The shrinking of the middle class at the
national level, to the point where it may no longer be the economic
majority in the U.S., was documented in an earlier analysis
by the Pew Research Center. The changes at the metropolitan level, the
subject of this in-depth look at the American middle class, demonstrate
that the national trend is the result of widespread declines in
localities all around the country.
1 comment:
It's called gentrification. It's been an ongoing process for several decades, but may only now garner attention because, unlike that of the past, encroachment now finally impacts what is pathetically left of the so-called middle-class.

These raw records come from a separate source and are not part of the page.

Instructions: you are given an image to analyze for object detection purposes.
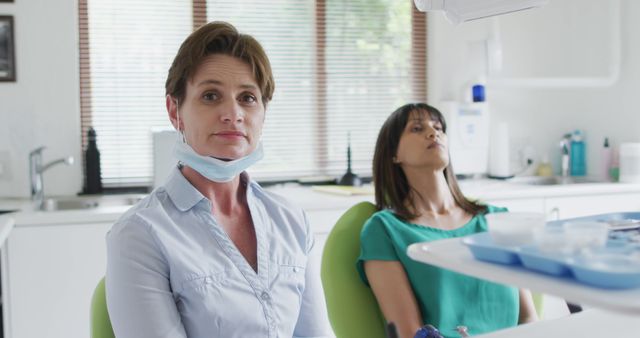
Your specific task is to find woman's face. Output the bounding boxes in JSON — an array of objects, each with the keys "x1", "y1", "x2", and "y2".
[
  {"x1": 167, "y1": 54, "x2": 265, "y2": 160},
  {"x1": 394, "y1": 112, "x2": 449, "y2": 170}
]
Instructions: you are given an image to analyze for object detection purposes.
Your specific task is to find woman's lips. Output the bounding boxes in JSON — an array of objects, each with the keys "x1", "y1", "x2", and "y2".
[
  {"x1": 427, "y1": 142, "x2": 444, "y2": 149},
  {"x1": 215, "y1": 130, "x2": 245, "y2": 139}
]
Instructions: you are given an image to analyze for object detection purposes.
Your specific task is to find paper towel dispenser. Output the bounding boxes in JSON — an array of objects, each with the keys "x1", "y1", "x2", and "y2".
[{"x1": 414, "y1": 0, "x2": 549, "y2": 24}]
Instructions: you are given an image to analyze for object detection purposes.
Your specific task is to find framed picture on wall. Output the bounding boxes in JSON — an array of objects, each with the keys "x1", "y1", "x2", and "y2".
[{"x1": 0, "y1": 15, "x2": 16, "y2": 81}]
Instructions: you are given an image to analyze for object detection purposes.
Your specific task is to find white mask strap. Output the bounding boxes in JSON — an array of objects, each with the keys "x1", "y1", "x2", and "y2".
[{"x1": 175, "y1": 99, "x2": 187, "y2": 143}]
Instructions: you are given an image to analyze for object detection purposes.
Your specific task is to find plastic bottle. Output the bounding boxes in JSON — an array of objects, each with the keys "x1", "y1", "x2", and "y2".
[
  {"x1": 569, "y1": 130, "x2": 587, "y2": 176},
  {"x1": 536, "y1": 154, "x2": 553, "y2": 176},
  {"x1": 600, "y1": 137, "x2": 613, "y2": 181},
  {"x1": 83, "y1": 128, "x2": 102, "y2": 194}
]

Neo-Liberalism has really been about constructing a parallel economy. There is what's left of the traditional economy, now moribund after literally decades of stagflation and static, if not declining wages. Then there is that sector built upon the arcane mysteries of twenty-first century finalization---essentially the process of manufacturing private money, money spent primarily within the ranks of the magic financiers.
It is a realm imagined to be bound by nothing, free to plunder any and every thing.